Zoodra de tijding, dat Philips zich ernstig tot een inval in Engeland
toerustte, om daarna den oproerigen Nederlanders den kop te vermorselen,
in Holland bekend werd, had men daar maatregelen van tegenweer
genomen. Alles kwam er op aan, Parma’s landing te beletten door hem met
zijne transportschepen in de havens van Sluis, Nieuwpoort en Duinkerken
op te sluiten. Eene Hollandsch-Zeeuwsche vloot werd daartoe onder de
bevelen van Justinus van Nassau, van der Does, Warmond en Joost de Moor
gesteld. Zij hadden hunne eer verpand, dat zij den hertog niet zouden laten
ontsnappen. En zij hielden woord! Zelfs geen sloep had een der genoemde
havens kunnen verlaten, zoo waakzaam bespiedden zij alle zeegaten. Meer
dan eens lokten zij zelfs Parma uit om in zee te steken, van begeerte
brandende om ook met de Spanjaarden aan den dans te gaan. Maar Parma
liet zich hiertoe niet verleiden. Hij wist maar al te goed, dat zulk een strijd
den ondergang van zijn geheele leger na zich slepen moest.

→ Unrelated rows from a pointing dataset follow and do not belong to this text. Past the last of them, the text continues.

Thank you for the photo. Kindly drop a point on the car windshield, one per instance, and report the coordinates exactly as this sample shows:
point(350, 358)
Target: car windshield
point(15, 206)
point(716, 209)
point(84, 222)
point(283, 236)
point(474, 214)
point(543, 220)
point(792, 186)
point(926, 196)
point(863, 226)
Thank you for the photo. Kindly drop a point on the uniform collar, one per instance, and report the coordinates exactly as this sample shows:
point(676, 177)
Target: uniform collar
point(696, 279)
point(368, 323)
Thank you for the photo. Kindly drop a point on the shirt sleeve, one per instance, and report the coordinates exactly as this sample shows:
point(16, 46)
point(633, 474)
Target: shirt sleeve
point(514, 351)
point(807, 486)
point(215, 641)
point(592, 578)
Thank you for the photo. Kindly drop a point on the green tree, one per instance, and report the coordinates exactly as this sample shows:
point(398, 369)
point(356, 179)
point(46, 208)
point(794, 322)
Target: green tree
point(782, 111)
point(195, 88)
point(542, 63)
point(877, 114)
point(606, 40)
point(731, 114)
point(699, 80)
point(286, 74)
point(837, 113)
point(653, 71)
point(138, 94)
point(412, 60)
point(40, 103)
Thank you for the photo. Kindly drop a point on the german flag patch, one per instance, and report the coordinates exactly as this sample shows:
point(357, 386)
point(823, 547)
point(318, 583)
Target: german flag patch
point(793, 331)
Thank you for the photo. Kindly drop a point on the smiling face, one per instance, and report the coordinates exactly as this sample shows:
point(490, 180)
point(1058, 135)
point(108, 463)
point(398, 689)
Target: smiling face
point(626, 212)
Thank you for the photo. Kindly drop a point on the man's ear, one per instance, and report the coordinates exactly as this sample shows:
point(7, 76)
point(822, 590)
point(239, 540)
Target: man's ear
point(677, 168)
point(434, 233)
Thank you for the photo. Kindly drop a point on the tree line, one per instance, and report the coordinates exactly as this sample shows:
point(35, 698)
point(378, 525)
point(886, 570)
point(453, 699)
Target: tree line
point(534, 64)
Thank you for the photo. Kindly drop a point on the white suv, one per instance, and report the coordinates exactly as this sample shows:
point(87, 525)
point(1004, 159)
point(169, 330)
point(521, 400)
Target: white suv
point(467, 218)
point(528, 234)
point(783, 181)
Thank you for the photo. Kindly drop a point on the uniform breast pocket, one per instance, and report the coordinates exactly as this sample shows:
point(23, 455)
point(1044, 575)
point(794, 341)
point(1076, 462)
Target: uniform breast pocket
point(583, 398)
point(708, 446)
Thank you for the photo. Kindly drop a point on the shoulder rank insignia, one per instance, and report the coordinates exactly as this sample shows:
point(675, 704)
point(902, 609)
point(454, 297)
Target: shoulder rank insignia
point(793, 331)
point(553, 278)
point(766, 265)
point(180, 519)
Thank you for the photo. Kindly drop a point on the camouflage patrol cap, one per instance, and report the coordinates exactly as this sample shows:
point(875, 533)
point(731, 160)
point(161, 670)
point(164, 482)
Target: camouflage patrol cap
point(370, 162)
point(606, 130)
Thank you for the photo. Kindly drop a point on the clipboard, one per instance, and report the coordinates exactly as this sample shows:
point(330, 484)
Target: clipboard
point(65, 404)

Komt dus aan de Engelsche zeelieden alle eere toe voor het beleid en de
onversaagdheid, in het bestrijden van de Armada ten toon gespreid, de
Nederlandsche vloot heeft aanspraak op gelijken lof. Indien het Parma
gelukt was, den 6en of 7en Augustus naar Engeland over te steken, terwijl de
Engelsche en Spaansche vloten slaags waren, dan zou de geschiedenis van
het Britsche rijk, ja van gansch Europa wellicht een geheel anderen loop
genomen hebben.
Met den ondergang der Armada vangt voor de Nederlanders een tijdperk
van overwinning en voorspoed aan; als door een tooverslag was eensklaps
de stand van zaken te hunnen gunste veranderd. Het bondgenootschap met
Engeland, dat tot dusver weinig had beteekend, was door de
gemeenschappelijk behaalde overwinning steviger dan ooit bevestigd. De
veerkracht, de moed en de hulpmiddelen der Nederlanders waren
aangegroeid, terwijl Philips’ hulpbronnen aan geld en manschappen
tengevolge van het ontzettende verlies, dat hij geleden had, bijna geheel
waren uitgeput. Hierbij kwam nog, dat ook in Frankrijk tengevolge van de
troonsbestijging van Hendrik IV weldra de zaken voor de Nederlanders
eene gunstige wending namen. Toen Philips II de ligue tegen Hendrik IV
ondersteunde, zag Parma zich genoodzaakt om zijn leger te verdeelen en
daardoor zijne kracht te versnipperen. Op de oproerige Nederlanders alleen
had hij wellicht nog meer dan eene overwinning kunnen behalen, maar de
Nederlanders en Hendrik IV tegelijk te bevechten, dat ging boven zijne
macht. Bovendien werd Parma in het jaar 1589 ziek en kreeg hij nooit zijne
volle kracht terug; zijne werkzaamheid werd verlamd door kuiperijen,
welke zijne vijanden aan het Spaansche hof tegen hem smeedden; de
krijgstucht onder de Spaansche troepen verdween bijna geheel, tengevolge
van de onregelmatige betaling van hunne soldij, en zelfs des hertogs
geestkracht was niet bij machte om die volkomen te herstellen.